Principle of operation of induction motors
The induction motors have three-phase winding at the stator similar to that in synchronous machines. When a three-phase voltage is applied to the stator coils, a rotating magnetic field is formed. This varying magnetic field comes in contact with the rotor conductors and induces EMF in it.
The ends of rotor winding are short circuited so that there flows a current proportional to the induced EMF. Due to the current flow, another magnetic field rotating in the direction same as that of the stator is setup. The interaction between these two magnetic fields generates a torque that tends to rotate the motor in the direction of rotating magnetic field of the stator. Induction motors are self starting motors.
The speed of the rotor is always less than the synchronous speed of the applied stator voltage. Hence these motors are known as asynchronous motors. The per unit difference between the synchronous speed and the actual rotor speed is known as slip.
Two types of rotor constructions are possible in induction motors. The first is wound rotor and the other is squirrel cage rotor. The rotor consists of slots to accommodate conductors. The wound rotor consists of three phase windings similar to that of stator in these slots. One end of each phase is shorted to form a WYE or star connection and the other ends brought to the slip ring attached to the shaft.
Carbon brushes are used to tap the slip rings to the external terminal box. External resistance can be added to the rotor to limit the starting current.
The squirrel cage rotors consist of solid bars of conducting material placed in the rotor slots. These conductors are shorted at the both ends. This type of rotors does not have any external electrical connections. Also motors with squirrel cage rotor have lesser starting torque than the wound rotors.
When an induction motor spinning at certain speed is forced to spin above its synchronous speed by applying an external mechanical power, it acts as a generator. Such machines are known as asynchronous generators. They find their application in wind power generation and small hydro power plants.
Permanent Magnet DC motors
Permanent Magnet DC motors consist of radially placed permanent magnets at the stator. The rotor consists of DC winding connected to the commutator. The principle of operation of a PMDC motors is same as that of a DC shunt motor except that they do not require separate field supply. Absence of field supply decreases power loss, improves efficiency and reduces size when compared to conventional DC motors of same size.
Brushless DC Motor
A brushless DC motor has a set of permanent magnets at the rotor and semiconductor switched at the stator. Semiconductor switches convert the input DC supply to pulsating DC to generate maximum torque at a given speed.

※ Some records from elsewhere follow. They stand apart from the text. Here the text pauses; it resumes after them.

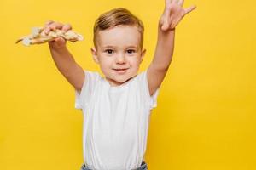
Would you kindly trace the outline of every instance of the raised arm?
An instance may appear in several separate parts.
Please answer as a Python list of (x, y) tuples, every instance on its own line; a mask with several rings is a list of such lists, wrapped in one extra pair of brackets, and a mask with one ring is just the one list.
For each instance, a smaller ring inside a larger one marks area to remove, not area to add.
[(150, 95), (160, 86), (172, 61), (174, 48), (175, 27), (189, 12), (192, 6), (183, 8), (183, 0), (166, 0), (166, 7), (158, 25), (158, 39), (154, 55), (148, 68)]
[[(67, 31), (71, 29), (71, 26), (54, 21), (49, 21), (45, 24), (44, 31), (46, 34), (48, 34), (50, 30), (55, 29)], [(49, 42), (49, 47), (51, 56), (59, 71), (72, 86), (78, 91), (80, 91), (84, 81), (84, 72), (82, 67), (75, 62), (73, 57), (69, 53), (66, 46), (66, 40), (62, 37), (58, 37), (55, 41)]]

In these motors, the position of the rotor and the stator are inverted. The field is present in the rotor and the armature is present at the start. Sensors are used to position the rotor and based on its position the semiconductor switches are turned ON and OFF to fulfill the speed-torque requirements. These motors are more expensive than the conventional DC motors, require lesser maintenance and have longer operating life than conventional DC motors.
Servomotors are used for precise position control. They are brushless DC motors combined with position sensing devices such as encoders and potentiometers. Servo motors are used for closed-loop position control. They find their application in marine navigation, automatic machine tools, air crafts, robots, speed governors etc.
Stepped motors are pulse driven motors used for position control. These motors can move through a specific angle for each control phase applied. They do not require position sensors.